A day to be forgotten

by

Thanks to NPR‘s All Things Considered yesterday, we now know that April 11, 1954, was the most boring day ever.

Robert Siegel interviewed William Tunstall-Pedoe, a Cambridge educated computer scientist, who has developed some sort of computer algorithm that has determined this day in April of 1954 to be the winner of the dubious honor. The search engine developed by Tunstall-Pedoe that currently employs this algorithm is Trueknowledge.com, where you can go and type in questions like “Who is the most prolific author?’ (Mary Faulkner, 904 books), “Who is the fastest typist?” (Barbara Blackburn, 212 wpm), or “Who is the best selling writer of all time?” (Agatha Christie, 2 billion books) and find their answers.

But back to boredom. Why did True Knowledge decide to put their technology to the test on this particular subject? Here’s the explanation from their blog:

It occurred to us that with over 300 million facts, a big percentage of which tie events, people and places to points in time, we could uniquely calculate an objective answer to the question ‘What was the most boring day in history?‘ For fun, we wrote a script to scan all days (from the beginning of the 20th century) and set it going.
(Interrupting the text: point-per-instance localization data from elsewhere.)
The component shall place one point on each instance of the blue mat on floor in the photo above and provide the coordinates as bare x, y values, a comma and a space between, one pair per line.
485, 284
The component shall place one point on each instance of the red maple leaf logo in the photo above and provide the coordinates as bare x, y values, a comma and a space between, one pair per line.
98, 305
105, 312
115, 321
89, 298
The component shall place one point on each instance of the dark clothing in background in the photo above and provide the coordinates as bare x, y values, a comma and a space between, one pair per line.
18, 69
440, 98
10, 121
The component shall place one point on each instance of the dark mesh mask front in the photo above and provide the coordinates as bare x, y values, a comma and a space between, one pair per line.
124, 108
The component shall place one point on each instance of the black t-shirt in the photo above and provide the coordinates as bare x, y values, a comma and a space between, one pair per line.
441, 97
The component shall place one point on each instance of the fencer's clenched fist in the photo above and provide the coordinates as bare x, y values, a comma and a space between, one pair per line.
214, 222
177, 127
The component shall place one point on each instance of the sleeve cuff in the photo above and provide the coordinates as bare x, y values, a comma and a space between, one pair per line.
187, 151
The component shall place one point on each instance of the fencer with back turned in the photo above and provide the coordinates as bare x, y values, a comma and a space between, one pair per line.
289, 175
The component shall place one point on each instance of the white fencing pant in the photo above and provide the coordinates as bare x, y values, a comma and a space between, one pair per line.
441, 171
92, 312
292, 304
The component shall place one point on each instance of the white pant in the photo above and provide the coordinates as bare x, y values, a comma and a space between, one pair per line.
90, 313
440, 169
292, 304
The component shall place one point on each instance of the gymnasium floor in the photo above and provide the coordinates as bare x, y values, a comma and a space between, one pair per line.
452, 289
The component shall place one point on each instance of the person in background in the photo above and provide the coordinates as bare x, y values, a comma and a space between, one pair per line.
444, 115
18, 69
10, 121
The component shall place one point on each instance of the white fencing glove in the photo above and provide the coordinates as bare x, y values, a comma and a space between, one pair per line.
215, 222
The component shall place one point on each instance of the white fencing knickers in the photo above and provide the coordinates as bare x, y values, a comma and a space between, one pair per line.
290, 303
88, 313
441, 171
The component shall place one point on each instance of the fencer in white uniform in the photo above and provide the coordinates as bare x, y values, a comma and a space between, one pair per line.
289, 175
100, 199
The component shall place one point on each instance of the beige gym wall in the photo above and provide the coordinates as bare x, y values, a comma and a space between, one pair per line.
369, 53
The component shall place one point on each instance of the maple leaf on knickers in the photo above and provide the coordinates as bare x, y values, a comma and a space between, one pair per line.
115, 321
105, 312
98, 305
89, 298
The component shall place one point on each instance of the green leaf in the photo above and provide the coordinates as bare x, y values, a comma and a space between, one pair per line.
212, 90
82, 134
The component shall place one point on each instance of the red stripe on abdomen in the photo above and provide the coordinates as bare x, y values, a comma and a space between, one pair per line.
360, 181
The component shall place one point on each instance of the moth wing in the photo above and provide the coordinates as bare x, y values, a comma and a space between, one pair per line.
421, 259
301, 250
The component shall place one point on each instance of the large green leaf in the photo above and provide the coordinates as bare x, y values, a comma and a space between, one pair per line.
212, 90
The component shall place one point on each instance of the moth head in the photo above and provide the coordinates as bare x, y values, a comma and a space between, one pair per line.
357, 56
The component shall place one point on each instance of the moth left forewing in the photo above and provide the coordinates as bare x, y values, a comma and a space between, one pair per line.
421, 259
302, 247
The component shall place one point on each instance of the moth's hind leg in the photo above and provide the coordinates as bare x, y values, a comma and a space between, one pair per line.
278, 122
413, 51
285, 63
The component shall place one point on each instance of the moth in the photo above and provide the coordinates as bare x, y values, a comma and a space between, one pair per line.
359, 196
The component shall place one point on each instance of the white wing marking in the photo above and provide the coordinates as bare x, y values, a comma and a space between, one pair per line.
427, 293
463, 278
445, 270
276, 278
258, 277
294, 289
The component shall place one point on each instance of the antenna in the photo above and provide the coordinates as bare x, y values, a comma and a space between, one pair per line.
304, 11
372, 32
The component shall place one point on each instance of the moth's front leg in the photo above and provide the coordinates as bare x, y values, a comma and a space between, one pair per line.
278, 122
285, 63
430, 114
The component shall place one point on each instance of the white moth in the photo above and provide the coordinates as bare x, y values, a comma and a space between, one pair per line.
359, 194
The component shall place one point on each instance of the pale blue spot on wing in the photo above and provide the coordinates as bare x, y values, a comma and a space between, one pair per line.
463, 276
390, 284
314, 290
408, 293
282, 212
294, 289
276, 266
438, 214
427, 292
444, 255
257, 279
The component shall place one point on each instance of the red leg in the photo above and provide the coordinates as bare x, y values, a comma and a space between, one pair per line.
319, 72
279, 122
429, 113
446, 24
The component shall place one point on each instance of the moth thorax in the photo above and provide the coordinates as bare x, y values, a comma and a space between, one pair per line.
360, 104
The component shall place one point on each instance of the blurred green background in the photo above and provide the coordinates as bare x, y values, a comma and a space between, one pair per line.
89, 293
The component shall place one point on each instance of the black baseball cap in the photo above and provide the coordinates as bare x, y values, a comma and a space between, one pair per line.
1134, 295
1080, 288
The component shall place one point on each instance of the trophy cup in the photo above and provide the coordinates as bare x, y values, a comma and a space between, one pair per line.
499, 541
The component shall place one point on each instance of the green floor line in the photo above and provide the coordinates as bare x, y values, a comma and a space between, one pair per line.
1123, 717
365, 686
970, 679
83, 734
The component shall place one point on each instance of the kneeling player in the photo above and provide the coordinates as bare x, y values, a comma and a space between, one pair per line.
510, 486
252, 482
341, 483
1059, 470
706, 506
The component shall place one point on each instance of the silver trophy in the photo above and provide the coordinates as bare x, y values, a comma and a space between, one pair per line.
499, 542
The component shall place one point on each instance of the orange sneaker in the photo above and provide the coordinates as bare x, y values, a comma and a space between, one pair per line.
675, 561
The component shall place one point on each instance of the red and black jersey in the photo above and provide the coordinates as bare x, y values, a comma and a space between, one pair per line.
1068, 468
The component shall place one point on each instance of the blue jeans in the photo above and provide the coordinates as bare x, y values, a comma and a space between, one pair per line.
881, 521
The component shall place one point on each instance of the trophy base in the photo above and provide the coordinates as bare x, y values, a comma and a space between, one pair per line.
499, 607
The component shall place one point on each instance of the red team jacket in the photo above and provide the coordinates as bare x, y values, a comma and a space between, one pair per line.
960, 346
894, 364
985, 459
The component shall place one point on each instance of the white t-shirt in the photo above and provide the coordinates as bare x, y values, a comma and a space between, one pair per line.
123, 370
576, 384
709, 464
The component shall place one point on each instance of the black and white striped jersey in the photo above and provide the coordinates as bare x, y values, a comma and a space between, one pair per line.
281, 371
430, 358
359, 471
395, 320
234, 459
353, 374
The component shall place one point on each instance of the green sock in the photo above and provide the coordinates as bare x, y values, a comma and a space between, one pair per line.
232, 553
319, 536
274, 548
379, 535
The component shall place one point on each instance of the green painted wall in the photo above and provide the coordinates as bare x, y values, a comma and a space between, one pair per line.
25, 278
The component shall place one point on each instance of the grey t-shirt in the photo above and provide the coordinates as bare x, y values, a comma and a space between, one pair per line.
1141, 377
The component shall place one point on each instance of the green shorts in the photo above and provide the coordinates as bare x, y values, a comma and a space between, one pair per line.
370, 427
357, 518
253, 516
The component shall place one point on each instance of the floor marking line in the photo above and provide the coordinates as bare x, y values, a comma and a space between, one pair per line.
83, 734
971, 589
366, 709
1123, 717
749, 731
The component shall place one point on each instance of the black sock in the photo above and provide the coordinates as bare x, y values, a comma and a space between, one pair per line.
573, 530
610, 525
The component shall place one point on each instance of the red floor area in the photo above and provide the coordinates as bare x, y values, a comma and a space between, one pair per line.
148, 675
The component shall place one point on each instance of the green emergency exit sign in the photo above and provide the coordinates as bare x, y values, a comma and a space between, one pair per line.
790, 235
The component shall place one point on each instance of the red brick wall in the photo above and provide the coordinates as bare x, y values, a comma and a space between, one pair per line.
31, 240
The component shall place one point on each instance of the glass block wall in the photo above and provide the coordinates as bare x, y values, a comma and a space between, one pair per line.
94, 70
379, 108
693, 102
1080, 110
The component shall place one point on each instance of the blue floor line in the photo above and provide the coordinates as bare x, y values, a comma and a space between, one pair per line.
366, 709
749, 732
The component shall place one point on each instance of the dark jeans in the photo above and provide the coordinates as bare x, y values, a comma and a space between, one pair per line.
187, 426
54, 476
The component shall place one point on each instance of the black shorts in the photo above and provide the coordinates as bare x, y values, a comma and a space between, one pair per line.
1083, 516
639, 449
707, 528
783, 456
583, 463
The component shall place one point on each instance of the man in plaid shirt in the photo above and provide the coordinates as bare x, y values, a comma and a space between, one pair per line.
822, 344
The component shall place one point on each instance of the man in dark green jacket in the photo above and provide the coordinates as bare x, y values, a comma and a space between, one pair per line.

So why was the 11th of April, 1954 so damn boring? Well, not many famous or notable people were born or died (Tunstall-Pedoe cites one exception on their website: Turkish academic and electrical engineer Abdullah Atalar) and no major natural or political calamities occurred or were reported. Tunstall-Pedoe put it to Seigal rather succinctly when he said, “this particular day was extremely notable for having almost nothing happen.”

Go figure. Even so, I imagine there are several historians already hard at work on books just to prove him wrong.